What do you want to search for exactly? Per-repository data or per-file data? Let's call them tags

Do you want full-text stringsearch of the tags, regex search, or only exact matches?

languages are already supported, see https://cs.bazel.build/search?q=lang%3Apython

roscopecoltran commented 6 years ago

Hi,

Thanks for the reply !

In fact both as I would like to index my $GOPATH/src directory as I clone any kind of repos in it; nodejs/java/python repositories... It allows me to keep my repositories organized by repo uris; so I just wanted to have on the left side, some filters allowing me to filter my vcs provider, owner, project name.

To make it simple, just wanted to upgrade zoekt to a webui closer to searchcode-server (https://github.com/boyter/searchcode-server)

Video

Example of left filtering blocks of matched files:

Filter by VCS provider:

Filter by namespace (org/user):

Filter by languages:

Filter by filetypes:

Filter by topics:

Hope i made more clear my idea, thanks in advance for your time and reply.

Cheers, Rosco

hanwen commented 6 years ago

"just wanted to upgrade zoekt to a webui closer to searchcode-server "

I don't know enough about building Web UIs that I could pull that off, but I'm happy to review changes.

I could add something to the individual results to add restrictions (this repo, this directory, this language, this branch). Would that help?

roscopecoltran commented 6 years ago

Yes, that would... I can do the webui... That s not a problem...

Summary: Would be awesome to CRUD some metadata/tags, as global for a repository, or specific to a file; to an already existing index or while creating a new one.

Eg. I could use the go-github package to fetch topics defined for a repository and enrich the restrictions of search results based on the owner defined topics. (ref. https://github.com/google/go-github/blob/master/github/repos.go#L58). Then I will do the disambiguation with the jargon package.

This pipeline could be queued and triggered separately, but the most important is to have some methods in zoekt to manage these extra data, for a repo or a file, in an already existing Zoekt's index file. I guess that it would be complicated to rebuild the index each time if you index more than 1000 repos...

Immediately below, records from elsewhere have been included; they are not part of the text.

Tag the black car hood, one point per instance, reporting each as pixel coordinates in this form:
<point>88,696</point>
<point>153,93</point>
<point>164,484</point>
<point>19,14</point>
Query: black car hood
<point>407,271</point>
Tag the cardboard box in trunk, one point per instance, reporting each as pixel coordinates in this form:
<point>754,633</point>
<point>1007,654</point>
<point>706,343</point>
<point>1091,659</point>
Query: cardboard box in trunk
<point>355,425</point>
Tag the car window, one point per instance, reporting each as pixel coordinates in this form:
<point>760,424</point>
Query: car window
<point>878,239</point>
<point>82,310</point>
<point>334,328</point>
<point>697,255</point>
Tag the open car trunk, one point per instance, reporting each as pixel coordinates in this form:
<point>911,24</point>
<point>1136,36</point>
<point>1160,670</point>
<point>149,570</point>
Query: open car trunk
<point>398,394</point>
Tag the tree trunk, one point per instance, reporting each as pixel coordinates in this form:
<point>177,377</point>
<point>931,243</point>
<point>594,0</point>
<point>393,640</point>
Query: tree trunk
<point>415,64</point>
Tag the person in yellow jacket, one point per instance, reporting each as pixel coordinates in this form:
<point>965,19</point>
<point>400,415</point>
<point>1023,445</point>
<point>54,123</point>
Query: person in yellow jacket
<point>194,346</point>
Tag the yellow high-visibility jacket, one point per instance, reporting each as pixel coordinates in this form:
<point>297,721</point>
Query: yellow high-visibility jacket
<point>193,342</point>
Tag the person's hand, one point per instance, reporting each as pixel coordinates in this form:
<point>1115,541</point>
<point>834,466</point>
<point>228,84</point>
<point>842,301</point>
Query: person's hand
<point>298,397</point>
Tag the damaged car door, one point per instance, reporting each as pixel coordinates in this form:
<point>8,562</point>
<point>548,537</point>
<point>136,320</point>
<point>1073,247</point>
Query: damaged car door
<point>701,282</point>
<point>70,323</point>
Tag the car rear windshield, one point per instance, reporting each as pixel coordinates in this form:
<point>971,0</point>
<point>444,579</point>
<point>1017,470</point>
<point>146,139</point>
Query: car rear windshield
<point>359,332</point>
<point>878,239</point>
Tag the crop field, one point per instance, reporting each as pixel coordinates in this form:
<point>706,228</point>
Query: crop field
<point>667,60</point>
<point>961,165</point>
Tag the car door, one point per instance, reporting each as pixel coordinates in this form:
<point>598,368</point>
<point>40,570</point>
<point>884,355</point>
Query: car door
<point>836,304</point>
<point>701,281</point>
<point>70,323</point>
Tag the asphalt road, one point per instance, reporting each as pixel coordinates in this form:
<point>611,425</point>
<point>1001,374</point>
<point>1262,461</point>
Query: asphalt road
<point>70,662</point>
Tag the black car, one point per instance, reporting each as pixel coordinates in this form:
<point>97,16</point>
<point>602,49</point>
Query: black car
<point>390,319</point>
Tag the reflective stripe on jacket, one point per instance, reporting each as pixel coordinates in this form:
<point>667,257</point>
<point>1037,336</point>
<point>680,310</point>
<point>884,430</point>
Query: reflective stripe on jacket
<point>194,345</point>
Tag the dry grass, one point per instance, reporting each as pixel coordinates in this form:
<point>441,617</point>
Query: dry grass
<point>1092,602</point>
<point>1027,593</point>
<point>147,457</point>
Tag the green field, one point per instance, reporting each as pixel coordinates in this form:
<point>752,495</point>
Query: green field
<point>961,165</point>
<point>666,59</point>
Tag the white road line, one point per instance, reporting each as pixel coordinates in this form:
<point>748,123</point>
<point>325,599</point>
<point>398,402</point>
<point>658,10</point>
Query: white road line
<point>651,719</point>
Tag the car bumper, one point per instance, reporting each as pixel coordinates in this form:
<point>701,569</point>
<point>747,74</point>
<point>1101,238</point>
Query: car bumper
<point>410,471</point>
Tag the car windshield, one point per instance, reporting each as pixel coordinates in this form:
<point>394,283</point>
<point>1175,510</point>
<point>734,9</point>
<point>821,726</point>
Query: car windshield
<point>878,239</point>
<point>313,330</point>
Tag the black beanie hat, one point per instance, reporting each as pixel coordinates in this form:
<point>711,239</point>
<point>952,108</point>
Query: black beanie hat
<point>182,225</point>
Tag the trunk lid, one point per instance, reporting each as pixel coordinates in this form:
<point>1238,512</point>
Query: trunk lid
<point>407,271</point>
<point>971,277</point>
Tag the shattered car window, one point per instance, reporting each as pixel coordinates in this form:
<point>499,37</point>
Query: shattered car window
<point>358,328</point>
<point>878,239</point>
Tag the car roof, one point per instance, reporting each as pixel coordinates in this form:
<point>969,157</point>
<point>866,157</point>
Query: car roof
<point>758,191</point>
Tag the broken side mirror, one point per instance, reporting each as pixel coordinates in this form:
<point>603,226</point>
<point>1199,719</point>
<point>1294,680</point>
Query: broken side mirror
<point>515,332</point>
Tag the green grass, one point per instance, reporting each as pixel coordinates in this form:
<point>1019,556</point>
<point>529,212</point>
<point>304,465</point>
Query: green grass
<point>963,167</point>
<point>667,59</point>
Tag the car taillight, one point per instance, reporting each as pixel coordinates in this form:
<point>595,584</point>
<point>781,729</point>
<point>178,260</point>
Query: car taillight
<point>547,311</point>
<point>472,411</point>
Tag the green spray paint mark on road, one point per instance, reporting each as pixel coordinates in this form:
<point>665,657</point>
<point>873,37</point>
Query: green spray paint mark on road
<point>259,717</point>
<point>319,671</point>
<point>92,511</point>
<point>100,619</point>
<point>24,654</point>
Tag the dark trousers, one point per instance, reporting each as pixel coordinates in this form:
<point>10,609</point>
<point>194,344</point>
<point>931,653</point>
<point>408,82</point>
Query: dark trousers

If you do not mind, let me draft you an example/poc, in my forked version of zoekt ^^, of my poc, so I will send you a link in 1 to 2 hours... :-)

Thanks for your patience

hanwen commented 6 years ago

please send me a change through gerrit, as described here:

https://github.com/google/zoekt/blob/master/CONTRIBUTING

hanwen commented 6 years ago

for per-repository data, things are simple. There is already a pipeline for inserting metadata,

https://github.com/google/zoekt/blob/8e284ca7e96491aee468943656a3ec8c5389e1b1/api.go#L196

it only needs a query operator to implement it. And you have to find a way to ingest this data from a given (git) repository. Currently, only git-config settings are imported as repo metadata.